Academic rent-seeking and direct appropriations

According to The Chronicle of Higher Education, there were 1,964 earmarks to 716 academic institutions costing a total of $2 billion in the 2003 fiscal year, or just over 10 percent of the federal money spent on academic research. From 1996 to 2003, the amount spent on academic earmarks grew at an astounding rate of 31 percent a year, after adjusting for inflation…

As academic earmarks have grown, so have universities’ lobbying expenditures. Spending on lobbying jumped to $62 million in 2003 from $23 million in 1998, according to The Chronicle of Higher Education.
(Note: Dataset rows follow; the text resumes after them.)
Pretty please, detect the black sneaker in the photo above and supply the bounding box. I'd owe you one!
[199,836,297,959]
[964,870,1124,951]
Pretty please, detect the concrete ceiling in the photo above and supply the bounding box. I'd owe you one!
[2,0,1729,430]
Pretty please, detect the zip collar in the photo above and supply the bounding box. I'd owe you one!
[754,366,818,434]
A study by John M. de Figueiredo of the University of California, Los Angeles and Brian S. Silverman of the University of Toronto, which will soon be published in The Journal of Law and Economics, finds that universities receive a high return on their lobbying dollars. The researchers related the amount each university received in earmarks to its lobbying expenditures from 1997 to 1999, and other factors.

Professors de Figueiredo and Silverman found that a $1 increase in lobbying expenditures is associated with a $1.56 increase in earmarks for universities in districts that do not have a senator or congressman on the crucial Appropriations Committees, and more than a $4.50 gain in earmarks for universities with a representative on one of the Appropriations Committees.

Even among universities that do not lobby, those that have a congressman or senator on the Appropriations Committees tend to be awarded more earmarked funds.

A university’s fortunes also tend to rise or fall when senators from its state join or exit the Appropriations Committee. For example, the year after Senator Lauch Faircloth of North Carolina, a member of the committee, was defeated by John Edwards, who did not become a member, earmarks to universities in North Carolina fell by half.

But alas, all this money does not seem to pay off in terms of quality:

…a university’s academic standing, as measured by the National Academy of Science’s ranking of departments, is not related to the amount of earmarked funds it receives.

A. Abigail Payne, an economist at McMaster University in Canada, has studied how earmarks affect the quantity and quality of academic research, inferring quality from the number of times research studies are cited by subsequent studies. She concludes that "earmarked funding may increase the quantity of publications but decrease the quality of the publications and the performance of earmarked funding is lower than that from using peer-reviewed funding."

Indications are that academic earmarks crowd out spending on competitive peer-reviewed grants, at least in the short run.